Upon first impression, internationally renowned cinematographer Gu Changwei seems like a mild-mannered, reticent, and somewhat inarticulate man.
And it's an impression he has little problem with: "Although I have made great improvement today, I was an awful stammerer when in middle school. Partly because of that, I do not like to talk too much."
But he has made up for that by expressing himself through the visual language of the motion picture. "I know well the tricks, fortunately," said Gu, 47.
Since the late 1980s, he has teamed up with film directors Zhang Yimou and Chen Kaige for such acclaimed films as Red Sorghum (Hong Gaoliang), King of the Children (Haizi Wang), Ju Dou, and Farewell My Concubine (Bawang Bieji).
Despite his confidence in the end product of Peacock, Gu admits that being a film director is more challenging than working as a cinematographer. He said that a cinematographer pays attention mainly to the film's visual quality, concentrating on obtaining the exact results he had in mind. By contrast, Gu said, a director must be responsible for the overall quality of the film and has to guide the combined efforts of the whole production crew towards the smooth, successful birth of a vividly told movie.

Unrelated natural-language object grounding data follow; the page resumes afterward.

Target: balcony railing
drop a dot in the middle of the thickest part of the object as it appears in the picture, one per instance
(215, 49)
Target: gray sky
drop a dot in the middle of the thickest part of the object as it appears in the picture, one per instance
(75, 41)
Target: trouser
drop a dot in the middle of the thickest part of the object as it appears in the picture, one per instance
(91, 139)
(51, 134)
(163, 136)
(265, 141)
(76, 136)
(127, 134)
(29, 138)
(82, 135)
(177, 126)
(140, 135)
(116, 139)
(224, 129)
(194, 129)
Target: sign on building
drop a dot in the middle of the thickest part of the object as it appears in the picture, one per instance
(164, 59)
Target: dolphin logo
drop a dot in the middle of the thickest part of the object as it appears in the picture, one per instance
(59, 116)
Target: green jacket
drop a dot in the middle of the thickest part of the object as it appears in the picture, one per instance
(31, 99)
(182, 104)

Peacock, Gu's directorial debut, has been awarded the Jury Grand Prix award at the Berlin Film Festival (Germany) this February (2005).

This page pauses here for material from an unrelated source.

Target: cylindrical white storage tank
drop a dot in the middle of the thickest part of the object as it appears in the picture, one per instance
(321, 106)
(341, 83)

Gu admitted his desire to direct a self-written film, adding: "But I later realized writing in words is not my strong point."
The first time he read Li Qiang's script for Peacock, Gu said he was "totally absorbed" by the story and felt once again the strong desire of a young heart to escape the confinement of a closed, small, and somewhat boring place and to embrace the great world outside.
"I finished reading it in one sitting because it evokes bittersweet memories of my early years. I believe many Chinese share this kind of tender feeling with me," Gu said.
Gu was born into a worker's family in Xi'an, capital of North China's Shaanxi Province in 1957. Interested in the arts at an early age, he took up painting while at school and excelled at it. After he graduated from senior middle school (equivalent to high school), he spent years working as an intern for a local movie theatre. He watched a lot of good films, and during that period of time developed a keen interest in the art of filmmaking.
In 1978, he enrolled in Beijing Film Academy and became a classmate of such ambitious and promising filmmakers as Zhang Yimou, Chen Kaige, Tian Zhuangzhuang, and Li Shaohong. In 1984, he began working for the Xi'an Film Studio as a cinematographer.
After years of experience as a photography director, and before Peacock, his work had garnered acclaim, winning him various international and domestic awards.
Gu contributed greatly to the huge success of Zhang Yimou's Red Sorghum in 1987, which is noted for its simple but impressive oil-painting scenes. With the huge success of Red Sorghum, he received the Best Cinematographer Prize of the 8th Golden Rooster Awards. In 1993, he was nominated for an Oscar Academy Award for his superb camerawork in Farewell My Concubine.
In 1994, he began working in Hollywood, and in 1995, he took the Best Cinematographer Award at the 15th Hawaii International Film Festival with Warrior Lanling.
As a cinematographer, Gu hopes to team with film directors who have very different ideas, approaches, and artistic styles, in order to "sharpen my skills and to gain more experience in this particular field." His shooting styles and technical approaches may change constantly when he deal with different film assignments and work with different film directors.
Now his time is divided between Beijing and Los Angeles (of the United States' state of California), shooting films for both Chinese and American directors.